Why are banks still complaining about having to spin off their derivatives desks if they don't have to? Last week, Sen. Blanche Lincoln (D-AR) clarified that her provision should be interpreted to mean banks would just have to put their derivatives desks into a separate affiliate from their depository bank. At first, this seemed like a much less significant change, since banks could still be in the business of derivatives, so long as the division creating swaps was separate from their deposits. As it turns out, even the newer interpretation of the bill would still be harmful to banks and the financial industry.
More Than a Logistical Problem
Derivatives businesses are highly dependent on capital and reputation: liquidity and a high rating convince investors and businesses that a bank is a safe counterparty risk. If financial reform requires banks to create a separate affiliate for derivatives, then this is more than just logistically annoying. Each bank would then need a new, separate highly capitalized division for this function.
Take banking behemoth JPMorgan, for example. The parent company JPMorgan Chase & Co. is rated Aa3 by Moodys. Its depository bank, JPMorgan Chase Bank, N.A. is rated Aa1. Its investment banking arm, JPMorgan Securities, Inc. is unrated. While you might think its derivatives desk falls under its securities division, it doesn't. If you want a swap with JPMorgan, it will be through its depository institution -- JP Morgan Chase Bank, N.A.
So JPMorgan can't just move its derivatives desk into its securities arm. It would also need a great deal of capital behind it and probably a rating. This is not only important from a counterparty perspective, but also in order to have the derivatives eligible for clearing. Big financial institutions do not want to have to capitalize another entity, but would rather rely on the capital in their bank to back their derivatives business.
Could Banks Still Hedge?
Andrew DeSouza, spokesman for the Securities Industry and Financial Markets Association, explains another worry. He says that financial institutions fear that the Senate bill in its current form would prohibit banks from hedging using derivatives. They worry that, even if they put their derivatives desk in an affiliate, the separate banks couldn't use any derivatives. If it did, then it could still be considered a swap dealer, and be forbidden from obtaining government assistance like depository insurance or use of the Federal Reserve's discount window.

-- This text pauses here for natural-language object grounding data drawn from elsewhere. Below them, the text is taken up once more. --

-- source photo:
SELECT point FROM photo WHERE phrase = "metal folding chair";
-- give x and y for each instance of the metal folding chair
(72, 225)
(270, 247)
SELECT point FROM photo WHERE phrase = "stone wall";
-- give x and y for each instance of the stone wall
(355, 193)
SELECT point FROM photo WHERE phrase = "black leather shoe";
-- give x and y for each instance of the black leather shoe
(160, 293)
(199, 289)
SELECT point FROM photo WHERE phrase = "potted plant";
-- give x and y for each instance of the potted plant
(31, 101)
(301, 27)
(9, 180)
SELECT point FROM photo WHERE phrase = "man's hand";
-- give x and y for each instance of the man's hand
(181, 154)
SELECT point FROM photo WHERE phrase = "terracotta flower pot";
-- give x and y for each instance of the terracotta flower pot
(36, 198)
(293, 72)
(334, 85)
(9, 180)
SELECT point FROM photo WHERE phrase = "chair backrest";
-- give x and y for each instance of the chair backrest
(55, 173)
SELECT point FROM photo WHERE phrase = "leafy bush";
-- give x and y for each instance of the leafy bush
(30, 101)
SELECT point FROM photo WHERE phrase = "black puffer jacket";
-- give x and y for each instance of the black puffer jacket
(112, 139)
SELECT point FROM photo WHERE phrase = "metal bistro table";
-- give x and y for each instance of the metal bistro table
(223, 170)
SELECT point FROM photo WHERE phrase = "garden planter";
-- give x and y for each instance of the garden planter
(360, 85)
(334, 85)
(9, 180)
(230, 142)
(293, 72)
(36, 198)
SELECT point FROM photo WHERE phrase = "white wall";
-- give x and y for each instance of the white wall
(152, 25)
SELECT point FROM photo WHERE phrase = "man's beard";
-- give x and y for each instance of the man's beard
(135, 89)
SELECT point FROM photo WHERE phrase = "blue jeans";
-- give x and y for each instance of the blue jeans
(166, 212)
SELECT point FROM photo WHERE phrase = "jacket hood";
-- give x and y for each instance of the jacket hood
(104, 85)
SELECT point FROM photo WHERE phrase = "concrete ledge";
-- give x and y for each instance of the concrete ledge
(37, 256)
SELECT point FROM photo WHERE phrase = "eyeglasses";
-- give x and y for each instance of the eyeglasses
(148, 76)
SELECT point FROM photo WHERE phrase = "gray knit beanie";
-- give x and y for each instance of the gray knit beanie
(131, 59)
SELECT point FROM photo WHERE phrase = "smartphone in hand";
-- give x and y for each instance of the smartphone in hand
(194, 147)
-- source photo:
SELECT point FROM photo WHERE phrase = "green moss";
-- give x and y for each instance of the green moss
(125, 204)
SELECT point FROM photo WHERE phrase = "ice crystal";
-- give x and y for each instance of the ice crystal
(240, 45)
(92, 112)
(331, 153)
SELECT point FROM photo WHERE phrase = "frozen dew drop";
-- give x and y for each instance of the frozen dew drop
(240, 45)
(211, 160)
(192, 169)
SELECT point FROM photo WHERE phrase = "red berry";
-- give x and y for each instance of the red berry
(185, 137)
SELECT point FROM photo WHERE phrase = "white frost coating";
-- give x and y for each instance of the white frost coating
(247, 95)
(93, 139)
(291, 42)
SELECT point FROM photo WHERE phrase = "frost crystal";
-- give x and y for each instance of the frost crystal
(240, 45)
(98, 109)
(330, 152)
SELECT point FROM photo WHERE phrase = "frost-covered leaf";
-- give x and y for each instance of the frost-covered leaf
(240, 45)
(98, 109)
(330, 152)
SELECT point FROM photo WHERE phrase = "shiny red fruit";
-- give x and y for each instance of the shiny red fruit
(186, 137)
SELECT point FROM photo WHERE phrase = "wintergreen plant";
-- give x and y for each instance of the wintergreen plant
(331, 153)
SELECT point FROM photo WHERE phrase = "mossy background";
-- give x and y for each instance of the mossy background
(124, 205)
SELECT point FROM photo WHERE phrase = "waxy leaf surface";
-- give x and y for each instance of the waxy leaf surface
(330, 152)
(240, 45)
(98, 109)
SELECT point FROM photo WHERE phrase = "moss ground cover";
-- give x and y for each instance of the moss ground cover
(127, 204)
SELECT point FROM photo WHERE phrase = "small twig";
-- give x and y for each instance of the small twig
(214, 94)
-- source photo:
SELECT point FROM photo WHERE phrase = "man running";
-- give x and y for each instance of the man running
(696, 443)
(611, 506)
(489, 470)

It's a little unclear why even a separate derivatives division wouldn't be interpreted as having adequate creditworthiness, since it would sit below the broader holding company umbrella. If banks can find a way to reorganize and still have their broader institution's capital and rating behind their new derivatives divisions, then this problem would largely disappear. If not, then the problem would persist.
As for the hedging issue, that could be easily remedied through some explicit language in the bill that provides banks the ability to hedge. It's highly unlikely that the spirit of the financial reform bill means to prohibit banks from hedging in an end-user capacity -- when they have natural exposure to fixed rate loans through mortgages, for example. Otherwise, financial products would become more expensive for consumers, as a bigger risk premium would need to be built into prices, since hedging would be impossible.
At this point, it's becoming difficult to understand the logic behind why banks are required to separate their derivatives business. Despite their populist sneers they receive, derivatives actually do have a vital Main Street purpose. Unless the intent is to reduce derivatives to a true casino of bets between risky dealers, the industry should be structured to have as much stability as possible. Without any access to bank capital, derivatives would be on much shakier ground.